In response to questions on the route the Prime Minister would take, a foreign ministry spokesperson said: “The government of India had explored two options for the route to be taken by the VVIP Aircraft to Bishkek. A decision has now been taken that the VVIP Aircraft will fly via Oman, Iran and Central Asian countries on the way to Bishkek.”
Pakistan had closed its airspace on February 26 after Indian Air Force (IAF) planes bombed a Jaish-e-Mohammed (JeM) terror camp in Balakot. Since then, it has only opened two of 11 routes, both through southern Pakistan.
News agency Press Trust of India had reported that India had requested Pakistan to let PM Modi’s aircraft fly over its airspace on its way to Bishkek for the two-day SCO or Shanghai Cooperation Organisation meet.
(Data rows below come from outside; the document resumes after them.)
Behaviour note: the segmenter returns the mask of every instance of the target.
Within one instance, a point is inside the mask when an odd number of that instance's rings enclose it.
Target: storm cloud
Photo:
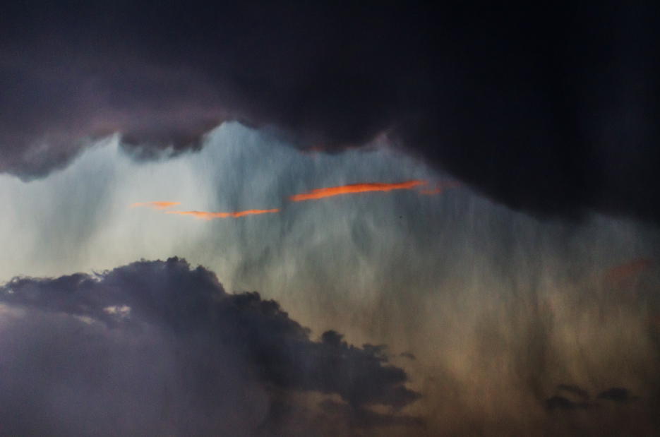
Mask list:
[[[0,17],[0,170],[23,178],[80,138],[172,155],[235,119],[326,150],[386,138],[535,214],[660,219],[653,2],[32,0]]]
[[[227,294],[181,259],[16,278],[0,299],[3,434],[260,435],[292,426],[282,403],[362,427],[420,424],[397,412],[419,395],[384,347],[313,341],[277,302]],[[334,409],[292,404],[315,393]]]

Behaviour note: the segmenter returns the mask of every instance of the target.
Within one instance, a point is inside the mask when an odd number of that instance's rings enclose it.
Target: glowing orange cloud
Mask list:
[[[244,217],[245,215],[253,215],[255,214],[266,214],[268,212],[277,212],[280,210],[275,208],[272,210],[248,210],[246,211],[236,211],[235,212],[207,212],[205,211],[166,211],[165,214],[179,214],[179,215],[192,215],[195,218],[203,220],[210,220],[214,218],[227,218],[233,217],[234,218]]]
[[[458,182],[450,182],[448,184],[443,184],[442,182],[438,182],[436,184],[436,188],[432,190],[419,190],[420,194],[424,194],[426,196],[431,196],[433,194],[440,194],[443,190],[445,188],[453,188],[459,186]]]
[[[147,206],[155,210],[164,210],[166,208],[169,208],[170,206],[174,206],[176,205],[181,205],[181,202],[145,202],[143,203],[133,203],[129,208]]]
[[[640,258],[629,263],[616,265],[605,274],[605,278],[610,281],[624,281],[630,279],[637,272],[644,270],[653,263],[648,258]]]
[[[331,196],[340,194],[353,194],[355,193],[365,193],[367,191],[389,191],[390,190],[409,190],[418,185],[426,185],[425,181],[407,181],[399,184],[351,184],[341,186],[331,186],[325,188],[316,188],[307,193],[296,194],[289,198],[294,202],[308,200],[311,199],[320,199]]]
Pakistan had decided to allow it, PTI reported on Monday, quoting an unnamed official as saying that the Imran Khan government had “approved in principle” the Indian government’s request to let PM Modi’s aircraft fly over the Pakistani airspace.
“The Indian government will be conveyed about the decision once the procedural formalities are completed. The Civil Aviation Authority (CAA) will also be directed to notify the airmen subsequently,” the official said, according to PTI. The official was also quoted as saying that Pakistan “was hopeful that India would respond to its offer for peace dialogue”.
Foreign ministry spokesperson Raveesh Kumar says no bilateral meeting has been arranged between PM Modi and his Pakistani counterpart Imran Khan, who will also attend the meet.
Pakistan had given special permission to Sushma Swaraj, who was foreign minister in the previous Modi government, to fly directly through the Pakistani airspace to attend the SCO Foreign Ministers” meet in Bishkek on May 21.
Apart from two routes, Pakistan’s airspace remains closed for commercial airliners.
The Indian Air Force announced on May 31 that all temporary restrictions on the Indian airspace after the Balakot airstrike had been removed. However, it is unlikely to benefit any commercial airliners unless Pakistan reciprocates and opens its complete airspace.
International operations of Air India and IndiGo have been affected by the closure of Pakistani airspace.
Pakistan extended its partial airspace ban on eastern border with India until June 14.